10.3.1 Noting Data file Boundaries

The BEGIN and END rules are each executed exactly once, at the beginning and end of your awk program, respectively (see The BEGIN and END Special Patterns). We (the gawk authors) once had a user who mistakenly thought that the BEGIN rules were executed at the beginning of each data file and the END rules were executed at the end of each data file.

When informed that this was not the case, the user requested that we add new special patterns to gawk, named BEGIN_FILE and END_FILE, that would have the desired behavior. He even supplied us the code to do so.

Adding these special patterns to gawk wasn’t necessary; the job can be done cleanly in awk itself, as illustrated by the following library program. It arranges to call two user-supplied functions, beginfile() and endfile(), at the beginning and end of each data file. Besides solving the problem in only nine(!) lines of code, it does so portably; this works with any implementation of awk:

# transfile.awk
#
# Give the user a hook for filename transitions
#
# The user must supply functions beginfile() and endfile()
# that each take the name of the file being started or
# finished, respectively.

FILENAME != _oldfilename {
    if (_oldfilename != "")
        endfile(_oldfilename)
    _oldfilename = FILENAME
    beginfile(FILENAME)
}

END { endfile(FILENAME) }

This file must be loaded before the user’s “main” program, so that the rule it supplies is executed first.

This rule relies on awk’s FILENAME variable, which automatically changes for each new data file. The current file name is saved in a private variable, _oldfilename. If FILENAME does not equal _oldfilename, then a new data file is being processed and it is necessary to call endfile() for the old file. Because endfile() should only be called if a file has been processed, the program first checks to make sure that _oldfilename is not the null string. The program then assigns the current file name to _oldfilename and calls beginfile() for the file. Because, like all awk variables, _oldfilename is initialized to the null string, this rule executes correctly even for the first data file.

The program also supplies an END rule to do the final processing for the last file. Because this END rule comes before any END rules supplied in the “main” program, endfile() is called first. Once again, the value of multiple BEGIN and END rules should be clear.

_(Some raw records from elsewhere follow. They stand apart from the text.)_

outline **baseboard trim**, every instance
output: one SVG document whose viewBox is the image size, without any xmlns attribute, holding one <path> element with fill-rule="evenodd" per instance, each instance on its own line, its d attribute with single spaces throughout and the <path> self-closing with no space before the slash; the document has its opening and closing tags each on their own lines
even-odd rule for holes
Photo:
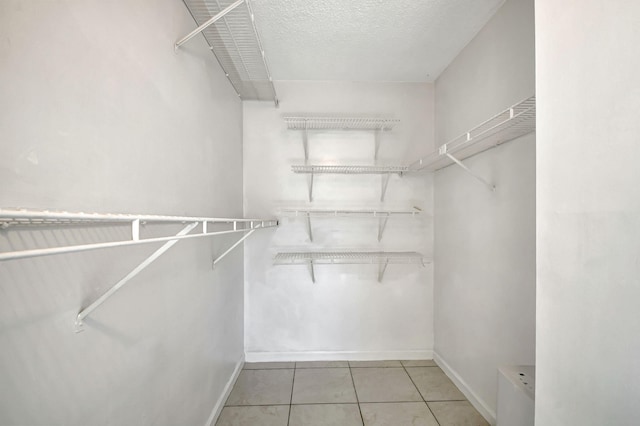
<svg viewBox="0 0 640 426">
<path fill-rule="evenodd" d="M 433 351 L 246 352 L 245 359 L 247 362 L 415 360 L 433 359 Z"/>
<path fill-rule="evenodd" d="M 224 386 L 222 395 L 220 395 L 220 398 L 218 398 L 218 401 L 216 401 L 216 405 L 213 407 L 213 410 L 211 410 L 211 415 L 209 415 L 209 419 L 207 419 L 207 423 L 205 423 L 205 426 L 213 426 L 215 422 L 218 421 L 220 412 L 222 411 L 222 408 L 224 408 L 224 403 L 227 401 L 227 398 L 229 398 L 229 394 L 233 389 L 233 385 L 236 384 L 236 380 L 238 380 L 238 376 L 240 375 L 243 366 L 244 356 L 240 357 L 240 359 L 236 363 L 236 368 L 233 370 L 231 377 L 229 377 L 227 384 Z"/>
<path fill-rule="evenodd" d="M 444 374 L 451 379 L 451 381 L 460 389 L 460 391 L 467 397 L 471 405 L 482 417 L 484 417 L 490 424 L 496 424 L 496 412 L 489 408 L 489 405 L 480 398 L 471 387 L 464 381 L 464 379 L 458 374 L 447 362 L 437 353 L 433 353 L 433 360 L 444 371 Z"/>
</svg>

If the same data file occurs twice in a row on the command line, then endfile() and beginfile() are not executed at the end of the first pass and at the beginning of the second pass. The following version solves the problem:

# ftrans.awk --- handle datafile transitions
#
# user supplies beginfile() and endfile() functions

FNR == 1 {
    if (_filename_ != "")
        endfile(_filename_)
    _filename_ = FILENAME
    beginfile(FILENAME)
}

END { endfile(_filename_) }

Counting Things shows how this library function can be used and how it simplifies writing the main program.

So Why Does gawk Have BEGINFILE and ENDFILE?

You are probably wondering, if beginfile() and endfile() functions can do the job, why does gawk have BEGINFILE and ENDFILE patterns?

Good question. Normally, if awk cannot open a file, this causes an immediate fatal error. In this case, there is no way for a user-defined function to deal with the problem, as the mechanism for calling it relies on the file being open and at the first record. Thus, the main reason for BEGINFILE is to give you a “hook” to catch files that cannot be processed. ENDFILE exists for symmetry, and because it provides an easy way to do per-file cleanup processing. For more information, refer to The BEGINFILE and ENDFILE Special Patterns.